Essentiel
Tout se résume dans cette phrase de
Nietzsche: « Quand le scepticisme s'allie au désir, naît le mysticisme. » Le désir du vrai trahi par l'illusion, le désir du bien meurtri par le mal n'ont pas d'autre issue que l'envol vers une transcendance à l'image de leur voeu. C'est dans cette dimension divine qu'a lieu la rencontre nuptiale entre la lucidité qui fait les sceptiques et l'amour qui veut des croyants. Car « la lucidité est le pire des aveuglements si l'on ne voit rien au-delà de ce qu'on voit »: le visible amputé de l'invisible n'est plus que le masque du néant.

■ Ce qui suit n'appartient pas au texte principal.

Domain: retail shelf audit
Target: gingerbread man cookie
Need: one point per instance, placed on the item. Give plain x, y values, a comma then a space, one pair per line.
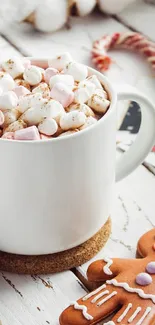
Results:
128, 290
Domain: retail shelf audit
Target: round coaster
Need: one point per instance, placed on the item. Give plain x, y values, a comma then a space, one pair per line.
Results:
46, 264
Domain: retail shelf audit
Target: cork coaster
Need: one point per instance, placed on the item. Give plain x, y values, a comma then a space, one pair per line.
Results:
45, 264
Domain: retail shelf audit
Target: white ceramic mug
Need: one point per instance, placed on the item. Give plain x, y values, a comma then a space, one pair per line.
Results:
56, 194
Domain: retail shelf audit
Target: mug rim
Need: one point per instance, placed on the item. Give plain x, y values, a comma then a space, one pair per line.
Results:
113, 99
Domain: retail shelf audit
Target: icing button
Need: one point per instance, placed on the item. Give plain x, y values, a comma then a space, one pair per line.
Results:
151, 268
143, 279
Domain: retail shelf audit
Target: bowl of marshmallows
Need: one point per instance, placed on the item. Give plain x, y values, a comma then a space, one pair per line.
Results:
44, 102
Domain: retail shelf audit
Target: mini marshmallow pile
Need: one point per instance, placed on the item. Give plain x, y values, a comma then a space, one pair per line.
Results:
38, 103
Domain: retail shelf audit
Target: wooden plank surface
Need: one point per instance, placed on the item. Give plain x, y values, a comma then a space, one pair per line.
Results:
133, 214
126, 68
36, 300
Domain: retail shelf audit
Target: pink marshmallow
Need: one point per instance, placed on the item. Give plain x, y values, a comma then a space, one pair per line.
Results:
30, 133
62, 93
21, 91
45, 137
1, 118
8, 135
50, 72
26, 63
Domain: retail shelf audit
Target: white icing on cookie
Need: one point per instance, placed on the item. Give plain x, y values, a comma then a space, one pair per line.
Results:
126, 287
99, 296
93, 293
147, 311
137, 311
107, 298
83, 309
124, 313
106, 268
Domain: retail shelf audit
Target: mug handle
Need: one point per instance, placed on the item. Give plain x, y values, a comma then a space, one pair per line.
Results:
145, 138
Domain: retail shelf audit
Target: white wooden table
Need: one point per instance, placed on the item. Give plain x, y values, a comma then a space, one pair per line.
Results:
39, 300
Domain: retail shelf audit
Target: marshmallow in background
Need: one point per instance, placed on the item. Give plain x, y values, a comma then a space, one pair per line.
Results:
66, 79
60, 61
11, 116
8, 100
48, 126
77, 70
21, 91
33, 75
43, 89
6, 82
17, 125
62, 93
30, 133
49, 72
72, 120
89, 122
14, 67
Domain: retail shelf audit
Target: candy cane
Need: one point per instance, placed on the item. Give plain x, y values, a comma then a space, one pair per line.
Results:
128, 40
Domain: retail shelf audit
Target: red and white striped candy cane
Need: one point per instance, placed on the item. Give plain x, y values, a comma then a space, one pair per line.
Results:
128, 40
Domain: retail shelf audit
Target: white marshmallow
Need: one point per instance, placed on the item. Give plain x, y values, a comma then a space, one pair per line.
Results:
43, 89
32, 116
53, 109
26, 62
17, 125
66, 79
6, 82
102, 93
21, 91
68, 133
1, 118
11, 116
8, 135
95, 81
49, 72
89, 86
81, 95
77, 70
30, 133
8, 100
33, 75
30, 101
21, 82
84, 7
99, 103
72, 120
89, 121
81, 108
60, 61
14, 67
48, 126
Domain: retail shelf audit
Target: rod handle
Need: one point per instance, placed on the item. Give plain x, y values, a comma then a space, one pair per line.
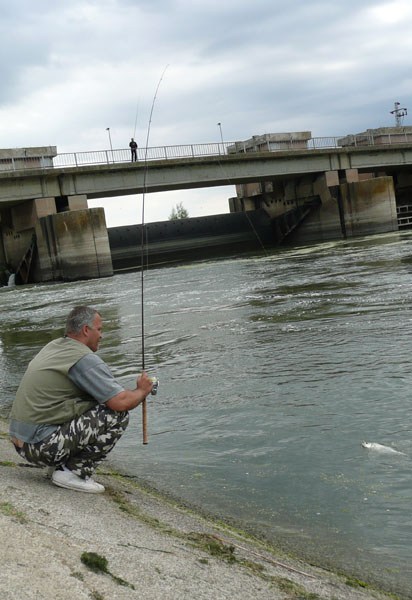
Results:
144, 422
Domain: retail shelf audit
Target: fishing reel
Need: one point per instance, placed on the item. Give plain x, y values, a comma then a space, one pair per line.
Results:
155, 387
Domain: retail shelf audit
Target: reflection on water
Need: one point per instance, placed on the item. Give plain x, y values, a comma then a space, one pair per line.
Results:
272, 372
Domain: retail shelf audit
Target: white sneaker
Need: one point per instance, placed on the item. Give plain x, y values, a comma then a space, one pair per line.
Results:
71, 481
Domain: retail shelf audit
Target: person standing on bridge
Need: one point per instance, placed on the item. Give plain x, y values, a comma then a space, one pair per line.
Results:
133, 148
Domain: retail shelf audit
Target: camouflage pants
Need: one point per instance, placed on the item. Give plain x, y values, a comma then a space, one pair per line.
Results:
81, 444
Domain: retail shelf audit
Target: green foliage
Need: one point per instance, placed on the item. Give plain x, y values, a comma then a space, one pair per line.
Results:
10, 511
98, 564
178, 212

Ou, pour reprendre la distinction chère à
Jean Guitton, l'homme qui va jusqu'au bout de la lucidité n'a plus le choix qu'entre le choc mortel contre l'absurde et l'éblouissement devant le mystère - intuition obscure par la disproportion entre la puissance de la lumière et l'infirmité de notre regard : on voit le soleil parce qu'on est ébloui et, pour la même raison, on ne le voit pas - qu'entre le désespoir, nu ou fardé de mirages, et l'espérance surnaturelle qui plane au-dessus de l'égarement des contraires parce que sa source n'est pas dans le temps où tout se sépare, mais dans l'éternel où tout s'unit.